Questo è il ciclismo. Fatto di cadute, forature, problemi tecnici, fughe, crisi... al netto di radioline e (noiose) strategie alla fine è sulla strada che si fanno le corse, che si scrivono i nomi sugli albi d'oro. I "se", e i "ma" solitamente contano come il due di bastoni quando la briscola è spade, eppure un'attenta analisi non può prescindere da questi, essenziali, dettagli. La centounesima edizione del Giro delle Fiandre ha raccontato un'impresa epica, da antologia, ma è stata una corsa strana, un'equazione talmente complessa la cui incognita finale si è definita sul profilo eroico di Philippe Gilbert.
La stranezza del Fiandre 2017 ha iniziato a palesarsi al chilometro 171, quando la formazione faro di queste corse, la Quick-Step Floors ha cercato di far saltare il banco: Matteo Trentin, Philippe Gilbert e Tom Boonen, mica tre a caso, hanno sorpreso l'intera BMC e l'uomo solo contro il mondo, Peter Sagan. Da lì è stato un apparente inseguimento: il drappello Quick-Step, coadiuvato da un'altra manciata di corridori, si è involato verso l'Oude Kwaremont (55km al traguardo), il confine ultimo per riprendere i fuggitivi. Dietro, in realtà, la situazione era calma.
Il vantaggio del drappello Quick-Step si è adagiato attorno al minuto abbondante fino al fatidico chilometro 206 quando allo squadrone belga è balenata l'idea di consumare quello che aveva tutte le carte in regola per essere un perfetto suicidio: sparata di Gilbert che ha staccato tutti partendo per l'impresa da libro cuore. Cinquantacinque chiilometri di fuga solitaria, sei muri da affrontare, tra i quali il secondo passaggio sul vecchio Kwaremont e il Paterberg, con un intero gruppo alle sue calcagna.
Fermiamoci un secondo per ricapitolare: la squadra più forte decide di prendere in mano la corsa con tre uomini e si costruisce grosse chance di vincere la Classica, i favoritissimi (Sagan e Van Avermaet) che come polli cascano nella trappolona, ma non reagiscono e la stessa squadrona che con un poker servito in mano decide di foldare inviando nella terra di nessuno Gilbert per un'avventura di cinquantacinque chilometri: strano.
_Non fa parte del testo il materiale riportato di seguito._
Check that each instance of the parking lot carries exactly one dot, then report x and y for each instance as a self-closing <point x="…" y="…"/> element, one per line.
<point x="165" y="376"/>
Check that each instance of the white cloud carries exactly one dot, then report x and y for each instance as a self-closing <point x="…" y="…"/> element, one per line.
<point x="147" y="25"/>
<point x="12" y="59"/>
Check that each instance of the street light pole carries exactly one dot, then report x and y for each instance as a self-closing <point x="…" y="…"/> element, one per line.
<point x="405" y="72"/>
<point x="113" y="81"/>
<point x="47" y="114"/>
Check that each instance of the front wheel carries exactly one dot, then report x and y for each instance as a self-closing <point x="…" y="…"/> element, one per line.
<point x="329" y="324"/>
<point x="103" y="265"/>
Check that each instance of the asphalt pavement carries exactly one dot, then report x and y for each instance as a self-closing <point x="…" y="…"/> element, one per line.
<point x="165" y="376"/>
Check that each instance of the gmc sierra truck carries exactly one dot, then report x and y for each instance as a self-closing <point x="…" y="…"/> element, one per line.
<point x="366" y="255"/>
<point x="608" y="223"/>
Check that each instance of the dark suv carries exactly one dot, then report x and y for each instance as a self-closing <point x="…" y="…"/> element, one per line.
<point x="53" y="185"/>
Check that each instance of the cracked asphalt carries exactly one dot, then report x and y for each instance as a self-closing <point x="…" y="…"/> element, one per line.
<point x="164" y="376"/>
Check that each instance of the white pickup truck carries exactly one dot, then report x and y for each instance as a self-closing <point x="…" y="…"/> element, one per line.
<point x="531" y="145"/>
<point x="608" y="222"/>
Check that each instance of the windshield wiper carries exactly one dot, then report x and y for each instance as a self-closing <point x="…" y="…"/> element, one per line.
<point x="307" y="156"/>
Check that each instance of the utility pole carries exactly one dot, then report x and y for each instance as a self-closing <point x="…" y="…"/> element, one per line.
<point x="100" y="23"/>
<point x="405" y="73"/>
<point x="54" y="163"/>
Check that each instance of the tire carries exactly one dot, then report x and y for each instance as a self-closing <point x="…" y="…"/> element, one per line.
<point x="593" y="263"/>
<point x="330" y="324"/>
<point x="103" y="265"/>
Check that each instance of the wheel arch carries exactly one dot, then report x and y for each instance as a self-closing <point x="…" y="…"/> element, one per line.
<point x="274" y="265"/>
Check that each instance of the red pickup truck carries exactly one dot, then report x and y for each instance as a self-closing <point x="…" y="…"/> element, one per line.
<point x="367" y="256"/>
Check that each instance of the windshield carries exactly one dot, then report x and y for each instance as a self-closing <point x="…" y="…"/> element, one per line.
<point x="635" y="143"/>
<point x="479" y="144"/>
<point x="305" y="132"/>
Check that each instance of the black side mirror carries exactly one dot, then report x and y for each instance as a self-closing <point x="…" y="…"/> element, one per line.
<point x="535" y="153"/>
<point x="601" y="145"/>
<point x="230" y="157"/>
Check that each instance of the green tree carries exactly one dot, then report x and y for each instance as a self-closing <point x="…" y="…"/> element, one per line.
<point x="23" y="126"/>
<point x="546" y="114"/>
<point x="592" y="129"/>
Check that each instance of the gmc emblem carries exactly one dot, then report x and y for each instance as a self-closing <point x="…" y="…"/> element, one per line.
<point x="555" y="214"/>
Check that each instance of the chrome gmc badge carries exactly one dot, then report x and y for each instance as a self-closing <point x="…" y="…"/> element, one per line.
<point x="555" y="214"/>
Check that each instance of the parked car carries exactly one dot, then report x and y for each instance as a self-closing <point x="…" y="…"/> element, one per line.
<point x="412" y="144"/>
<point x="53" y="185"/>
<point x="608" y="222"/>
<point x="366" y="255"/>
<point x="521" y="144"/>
Scorrono 30.000 metri nella confusione generale, buoni alla narrazione solo per il ricongiungimento del gruppo Van Avermaet/Sagan con quello di Tom Boonen, fino a che le bici della divinità belga decidono che lui non dovrà più calcare il palco nella sua ultima recita al Fiandre, lasciando la strada all'inseguimento senza intoppi dei più quotati corridori in gruppo. Il vantaggio di un minuto in vista degli ultimi dieci chilometri di piatto assoluto e la lotta 1 contro 4, le ruote di Sagan e Van Avermaet si sommavano a quelle di Van Baarle e di Naesen, lasciavano davvero poche speranze all'ex iridato Gilbert, le cui smorfie sul Paterberg suonavano come un elogio funebre.
Come se non bastasse poi, Sagan, ha acceso il motore sull'Oude Kwaremont e il sorriso di tutti i fan del campione del mondo ha popolato milioni di divani in tutta Europa. Alt, seconda pausa necessaria: Philippe Gilbert ha un minuto di vantaggio sul campione del mondo, sul campione olimpico, su Van Baarle, su Oliver Naesen e su un sornione Niki Terpstra che fino a quel punto, complice il compagno davanti in fuga, ha tirato per metri zero. Ah, ma quindi Sagan e Van Avermaet non si erano lasciati sorprendere, bensì avevano lasciato sfogare e sfiancare la squadra più forte! Oppure no e il suicidio di Gilbert era un rischio calcolato per tenere al riparo Terpstra da obblighi di sforzo! Un sacrificio illustre sull'altare degli Dei del ciclismo. Chi è il gatto e chi il topo? Nessuno lo saprà mai, perchè il pavé aveva scritto una storia estranea a tutte le ammiraglie: Peter Sagan, ingranando la sesta, scelse il lato sbagliato della strada agganciando con il pedale le transenne poste a contenere lo straordinario pubblico fiammingo e distruggendo nella caduta la sua bicicletta. Una caduta che ha coinvolto inevitabilmente anche coloro che stavano a ruota al treno slovacco facendo perdere a Van Avermaet&Co almeno venti secondi.
Le preghiere apocalittiche di Gilbert si sono trasformate in un'ode celestiale al campione vallone che ha posto la sua firma su una delle gare più indecifrabili del ciclismo moderno. Nessuno ci ha capito qualcosa fino alla linea del traguardo. Lì la strada ha parlato.